すぷりんぐぶろぐ

桜と絵本と豆乳と

ものは、汚れをもたらす

2007年12月20日 | 読書
 まど・みちおの作った「朝がくると」という詩がある。

 朝がくると とび起きて
 ぼくが作ったのでもない
 水道で 顔をあらうと

で始まる有名な詩だ。

 この詩は例の『心のノート』にも取り上げられたように、日本人の価値観に強くフィットするのだと思う。
 私自身にもそういう思いがある。
 繰り返される「ぼくが作ったのでもない」。
 水道、洋服、ごはん、本やノート、ランドセル、靴、道路…
 老境間近?になった今でさえ、たまに「ああ俺は何も作れないのか」とふとよぎることさえある。
 第一次産業や製造業に対して少しコンプレックスを抱いているような…

 ところが『豊かさの探求』(加藤廣著・新潮文庫)を読んでいて、えっそうなのと今さらながらに教えられたことがある。
 歴史モノのベストセラー作家である著者は、「もの作り」について先人の様々な言葉を拾ってきて、こう結論づける。
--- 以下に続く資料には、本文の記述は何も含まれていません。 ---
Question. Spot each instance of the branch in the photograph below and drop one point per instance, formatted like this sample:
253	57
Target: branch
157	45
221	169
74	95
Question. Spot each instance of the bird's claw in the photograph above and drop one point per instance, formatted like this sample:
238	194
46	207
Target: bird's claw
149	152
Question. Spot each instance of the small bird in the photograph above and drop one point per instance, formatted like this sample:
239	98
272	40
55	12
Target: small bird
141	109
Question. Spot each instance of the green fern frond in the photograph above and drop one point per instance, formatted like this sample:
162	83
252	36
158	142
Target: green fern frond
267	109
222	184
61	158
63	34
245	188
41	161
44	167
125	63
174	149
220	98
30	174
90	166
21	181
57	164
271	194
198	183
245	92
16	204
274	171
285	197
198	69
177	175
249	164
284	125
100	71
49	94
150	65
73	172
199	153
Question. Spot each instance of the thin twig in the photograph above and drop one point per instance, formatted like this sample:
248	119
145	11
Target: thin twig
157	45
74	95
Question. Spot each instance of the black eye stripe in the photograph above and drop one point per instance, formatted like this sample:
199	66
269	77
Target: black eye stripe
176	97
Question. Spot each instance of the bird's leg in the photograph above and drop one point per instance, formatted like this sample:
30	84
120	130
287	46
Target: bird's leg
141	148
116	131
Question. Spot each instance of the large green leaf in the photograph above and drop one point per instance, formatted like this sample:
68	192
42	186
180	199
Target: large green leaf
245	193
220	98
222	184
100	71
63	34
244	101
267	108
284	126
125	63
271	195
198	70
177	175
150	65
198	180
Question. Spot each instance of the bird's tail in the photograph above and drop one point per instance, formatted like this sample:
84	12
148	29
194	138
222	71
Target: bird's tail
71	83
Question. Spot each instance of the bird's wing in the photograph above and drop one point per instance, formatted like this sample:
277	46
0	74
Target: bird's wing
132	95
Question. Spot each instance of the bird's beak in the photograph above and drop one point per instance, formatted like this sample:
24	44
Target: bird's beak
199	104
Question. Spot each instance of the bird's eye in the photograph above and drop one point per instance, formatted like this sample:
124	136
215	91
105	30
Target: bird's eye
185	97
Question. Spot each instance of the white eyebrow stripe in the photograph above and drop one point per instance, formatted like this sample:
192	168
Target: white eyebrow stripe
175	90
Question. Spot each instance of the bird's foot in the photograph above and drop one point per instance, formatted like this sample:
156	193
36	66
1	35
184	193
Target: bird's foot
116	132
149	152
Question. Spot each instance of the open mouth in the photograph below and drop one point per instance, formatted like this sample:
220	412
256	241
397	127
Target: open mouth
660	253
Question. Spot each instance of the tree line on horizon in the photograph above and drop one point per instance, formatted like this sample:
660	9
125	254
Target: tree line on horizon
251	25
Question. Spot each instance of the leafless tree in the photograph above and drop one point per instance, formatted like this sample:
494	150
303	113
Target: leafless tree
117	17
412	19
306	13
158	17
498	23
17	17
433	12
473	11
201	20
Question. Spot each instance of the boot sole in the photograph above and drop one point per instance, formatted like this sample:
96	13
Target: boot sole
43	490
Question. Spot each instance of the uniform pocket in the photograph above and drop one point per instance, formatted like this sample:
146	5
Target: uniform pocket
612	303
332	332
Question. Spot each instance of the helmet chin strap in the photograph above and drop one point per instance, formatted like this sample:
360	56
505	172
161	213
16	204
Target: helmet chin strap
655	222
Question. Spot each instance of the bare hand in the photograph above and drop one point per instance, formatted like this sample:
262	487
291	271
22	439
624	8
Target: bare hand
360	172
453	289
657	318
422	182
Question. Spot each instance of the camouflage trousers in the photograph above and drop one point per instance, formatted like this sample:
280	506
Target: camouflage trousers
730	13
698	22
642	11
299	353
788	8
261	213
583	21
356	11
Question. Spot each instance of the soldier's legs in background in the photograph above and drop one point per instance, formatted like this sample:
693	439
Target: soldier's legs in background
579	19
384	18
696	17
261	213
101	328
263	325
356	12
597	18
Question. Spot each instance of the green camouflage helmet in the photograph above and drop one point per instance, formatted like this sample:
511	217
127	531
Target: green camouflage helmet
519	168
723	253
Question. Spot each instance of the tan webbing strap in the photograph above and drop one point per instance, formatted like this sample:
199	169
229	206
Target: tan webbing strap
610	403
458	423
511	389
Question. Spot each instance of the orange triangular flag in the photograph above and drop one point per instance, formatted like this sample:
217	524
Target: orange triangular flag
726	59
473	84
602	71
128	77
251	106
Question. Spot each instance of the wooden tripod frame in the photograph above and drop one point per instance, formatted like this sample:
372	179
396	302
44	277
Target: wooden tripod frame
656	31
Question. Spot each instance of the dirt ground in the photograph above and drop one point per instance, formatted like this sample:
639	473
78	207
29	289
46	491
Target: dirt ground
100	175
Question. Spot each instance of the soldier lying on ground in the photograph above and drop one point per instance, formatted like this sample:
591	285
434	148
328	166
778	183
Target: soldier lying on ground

 古代から近世に至るまで、貴族や権力者は、武人における武器を唯一の例外として、実用的なことを軽視~もっとはっきりいえば軽蔑~してきました。(略)現代人は実用的なことばかりに価値観を追い求めています。

 胸に手をあてると、さもありなん。
 そして、それが何故いけないかと問うたとき、このような先人の言葉がとどめをさす。

 機械術と呼ばれるものは、社会的な汚れをもたらす

 溢れかえるゴミ、廃棄物の例は挙げるまでもない。
 必要か必要でないかさえ判断できないほど圧倒的なものを抱えて暮らしているのが、今の私たちである。

 もの作りを目指す心は、人間の本質的なことだと思う。器用な手足を使うことによって脳を発達させてきたのだから。
 しかし作ったものによって様々な争い、諍いが起きたことも確かだ。

 「もの作りにばかりのめり込み、心を作ってこなかった」なんて格好いい言葉を使いたくなるが、そんな言葉は、今はもう力を持たない。
 いずれ溢れかえる「ものによる汚れ」が、例えば制限の見えない消費志向のように個人の心まで侵食していることは確かだろう。
 ものをめぐった人と人との争いではなく、ものと人との対決のような風景も思い浮かぶ。

 本当に欲しいものとは、いったい何なのか。
 それは自分で作れないものなのか。
 ものの消費に明け暮れないで、夜はそのことをぼんやり考えるのもいい。